Our tea that day was very special. It was a warm and sunny afternoon and we decided to eat in the garden. When Rohan’s Russian teacher arrived the table was already set with a spread that included home-made biscuits and an apple tart baked for the occasion. Masha, once a teacher of Russian in Novosibirsk, emigrated to France over a decade ago and for her, Russia was never far away.
She was relaxed, we laughed a lot and our time together sped by as we swapped stories and shared experiences. We also discussed matters Russian. We talked about the challenges of learning French and Russian, according to Masha, Russian is the easier; about the problems that the pandemic caused her when she tried to go to Novosibirsk for a holiday – she had not been home for six years; and the advantages of being bilingual – both her children speak French and Russian fluently.

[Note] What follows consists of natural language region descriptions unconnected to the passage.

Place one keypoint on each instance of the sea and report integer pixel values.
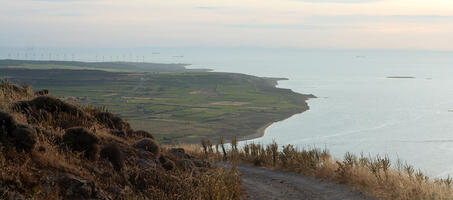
(395, 103)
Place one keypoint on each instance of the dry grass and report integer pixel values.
(36, 174)
(376, 176)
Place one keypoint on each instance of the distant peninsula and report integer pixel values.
(401, 77)
(174, 103)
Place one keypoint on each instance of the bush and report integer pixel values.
(144, 134)
(113, 153)
(81, 140)
(24, 138)
(112, 121)
(148, 145)
(49, 104)
(52, 112)
(166, 163)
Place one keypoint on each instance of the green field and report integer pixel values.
(174, 106)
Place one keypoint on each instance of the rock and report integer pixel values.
(179, 153)
(7, 123)
(42, 92)
(81, 140)
(119, 133)
(72, 187)
(166, 163)
(141, 163)
(113, 153)
(92, 169)
(148, 145)
(25, 138)
(144, 134)
(41, 148)
(6, 194)
(202, 163)
(112, 121)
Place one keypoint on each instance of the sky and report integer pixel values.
(338, 24)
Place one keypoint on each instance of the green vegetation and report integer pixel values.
(52, 149)
(174, 106)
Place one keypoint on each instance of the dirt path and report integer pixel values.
(263, 184)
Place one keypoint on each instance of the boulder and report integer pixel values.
(81, 140)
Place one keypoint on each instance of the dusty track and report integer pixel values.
(263, 184)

Then conversation turned to music. I knew that, as a child, she had spent seven years at a Music Conservatory where one of her particular interests was singing. In the end, however, she plumped for a career in teaching.

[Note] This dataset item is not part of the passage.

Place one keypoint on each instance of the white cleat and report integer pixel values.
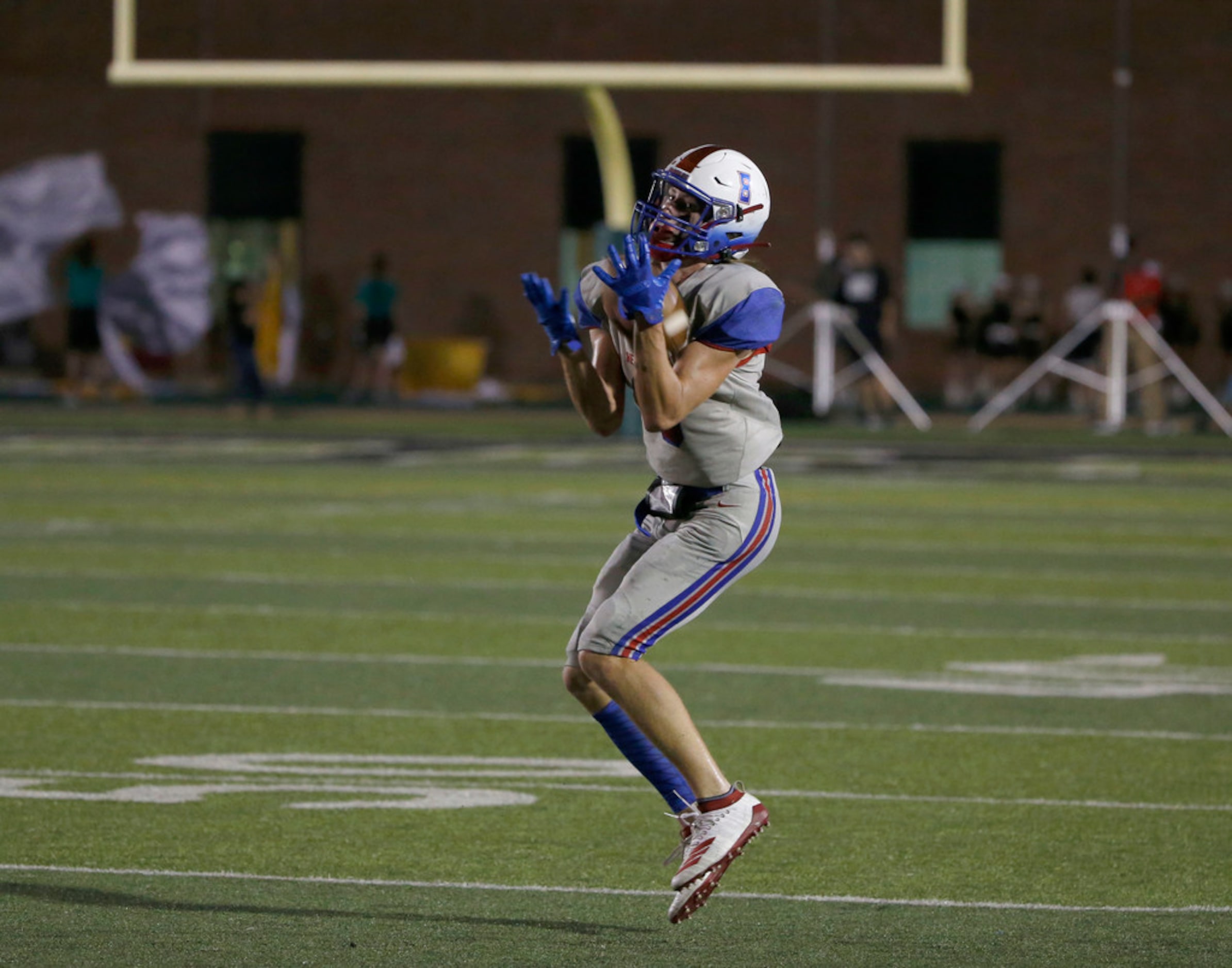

Later on during tea, I asked if she sang much now, was she for instance a member of a choir of expatriate Russians living in Brittany? With a face that told of disappointment she replied that no such choir existed and that forming one would be too difficult. She added how much she missed ‘table songs’. My ears ‘pricked up’ and I asked her to explain, but for some reason table singing was so everyday that conveying it to an outsider was for her difficult.

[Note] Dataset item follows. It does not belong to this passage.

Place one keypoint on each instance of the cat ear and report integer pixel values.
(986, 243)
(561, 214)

We learned that all over Russia, particularly in the countryside, when sitting round a table for a meal and if the mood was right, partakers would often break into song. As she spoke I pictured guests celebrating the food and drink that had been consumed and, half jokingly, picked up my empty cup and, in my best voice, serenaded it aloud along the lines “Oh beautiful cup, your warm and soothing contents were so enhancing.”
Well, I had clearly missed the point! In Russia, songs are sung at every opportunity and their subjects cover anything and everything – there are songs for harvesting, ploughing, marching, recruiting, even songs for prison inmates. In fact there are books of songs for guests to sing around the table. Singing starts spontaneously, may involve any number of refrains with guests joining in if they so wish. If an instrument is handy, there may well be some accompaniment. Then it is back to eating. It is a wonderfully rich tradition, indeed, as Masha pointed out, while in her country there are a myriad of songs to be sung around the table, in France and England there is just the one – “Happy Birthday”.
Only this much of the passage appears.